İsrail'de çalışan gazeteciler geçen ayki çatışmaların ardından daha da kötüleşen şiddet, taciz ve sansürle karşı karşıya.

Lubna Masarwa ve Simon Hooper | Middle East Eye | Tercüme: Mepa News

İsrail'de çalışan gazeteciler, geçen ay İran'la yaşanan çatışma sırasında getirilen yeni kısıtlamalarla güçlendirilen askeri sansür yetkilerinin bir sonucu olarak taciz, şiddet ve haber yapma yetenekleri üzerinde giderek sıkılaşan kısıtlamalarla karşı karşıya kalıyor.

İsrail'deki Filistinli gazeteciler, basın özgürlüğüne yönelik son baskıların en ağır yükünü taşıdıklarını söylüyor ve bazıları çalışırken polis ya da düşman çeteler tarafından saldırıya uğradıklarını anlatıyor.

İsrail'in askeri sansürü geniş yetkilere sahip ve hem yerel hem de uluslararası medya kuruluşlarının ulusal güvenlik konularıyla ilgili haberlerde kendisinden onay almasını gerektiriyor.

Bu yılın başlarında +972 dergisi, 2011 yılından bu yana her yıl derlediği verilere dayanarak İsrail'in 2024 yılında askeri sansür yetkilerini kullanmada “benzeri görülmemiş bir artış” yaşadığını bildirdi.

Dergi, geçen yıl sansürün 1.635 makalenin yayınlanmasını yasakladığını ve 6.265 makaleyi daha sansürlediğini, günde ortalama 21 habere ve incelenmek üzere gönderilen 20.000'den fazla hikayenin yaklaşık yüzde 38'ine müdahale ettiğini söyledi.
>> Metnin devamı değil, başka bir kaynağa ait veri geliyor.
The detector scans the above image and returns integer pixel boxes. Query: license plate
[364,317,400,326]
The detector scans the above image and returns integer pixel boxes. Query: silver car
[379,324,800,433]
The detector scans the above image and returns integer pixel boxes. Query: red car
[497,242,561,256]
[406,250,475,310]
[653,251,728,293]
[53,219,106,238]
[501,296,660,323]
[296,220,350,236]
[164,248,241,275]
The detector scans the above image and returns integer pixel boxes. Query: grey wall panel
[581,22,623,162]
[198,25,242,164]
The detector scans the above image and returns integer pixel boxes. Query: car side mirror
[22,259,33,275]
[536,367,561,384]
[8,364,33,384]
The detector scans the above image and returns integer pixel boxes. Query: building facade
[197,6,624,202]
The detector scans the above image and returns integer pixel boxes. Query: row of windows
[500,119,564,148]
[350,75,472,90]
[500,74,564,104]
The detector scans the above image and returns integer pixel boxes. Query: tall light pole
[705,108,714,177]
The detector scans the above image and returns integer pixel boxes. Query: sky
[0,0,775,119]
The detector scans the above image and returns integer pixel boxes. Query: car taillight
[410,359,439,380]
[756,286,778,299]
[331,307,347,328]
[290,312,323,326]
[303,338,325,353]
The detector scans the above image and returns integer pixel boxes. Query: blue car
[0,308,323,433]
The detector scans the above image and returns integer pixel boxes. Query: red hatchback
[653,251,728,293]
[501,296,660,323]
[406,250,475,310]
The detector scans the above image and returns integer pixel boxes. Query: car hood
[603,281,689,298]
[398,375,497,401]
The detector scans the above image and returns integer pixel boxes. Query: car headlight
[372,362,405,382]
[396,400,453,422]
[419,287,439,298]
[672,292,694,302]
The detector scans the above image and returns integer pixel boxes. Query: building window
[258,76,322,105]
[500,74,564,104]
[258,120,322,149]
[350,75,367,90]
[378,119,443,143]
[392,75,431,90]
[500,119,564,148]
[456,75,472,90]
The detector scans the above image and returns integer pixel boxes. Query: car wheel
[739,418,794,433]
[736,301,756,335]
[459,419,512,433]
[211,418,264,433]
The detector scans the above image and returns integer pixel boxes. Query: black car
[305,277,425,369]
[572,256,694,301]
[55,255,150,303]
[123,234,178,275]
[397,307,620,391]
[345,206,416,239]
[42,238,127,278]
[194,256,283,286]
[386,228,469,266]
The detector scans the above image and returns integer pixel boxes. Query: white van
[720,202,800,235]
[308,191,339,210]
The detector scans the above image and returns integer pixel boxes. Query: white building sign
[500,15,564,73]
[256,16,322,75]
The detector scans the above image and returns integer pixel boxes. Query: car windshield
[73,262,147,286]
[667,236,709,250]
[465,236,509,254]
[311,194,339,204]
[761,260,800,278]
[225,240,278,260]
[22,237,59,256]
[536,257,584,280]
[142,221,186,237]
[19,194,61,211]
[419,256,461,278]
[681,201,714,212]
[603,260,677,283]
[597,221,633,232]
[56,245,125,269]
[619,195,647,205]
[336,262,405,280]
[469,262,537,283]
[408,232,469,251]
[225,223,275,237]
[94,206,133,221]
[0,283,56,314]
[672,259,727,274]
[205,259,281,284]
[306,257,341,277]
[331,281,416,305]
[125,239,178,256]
Middle East Eye'ye konuşan +972'nin icra direktörü Haggai Mattar, “Kendilerini liberal ve demokratik olarak tanımlayan diğer ülkelerde böyle bir şey yok” dedi.

İsrail bu yıl Sınır Tanımayan Gazeteciler (RSF) tarafından hazırlanan yıllık Dünya Basın Özgürlüğü Endeksi'nde 101. sıradan 112. sıraya gerilerken, RSF Gazze savaşının başlamasından bu yana gazetecilerin “yoğun baskı” ile karşı karşıya kaldığı uyarısında bulundu.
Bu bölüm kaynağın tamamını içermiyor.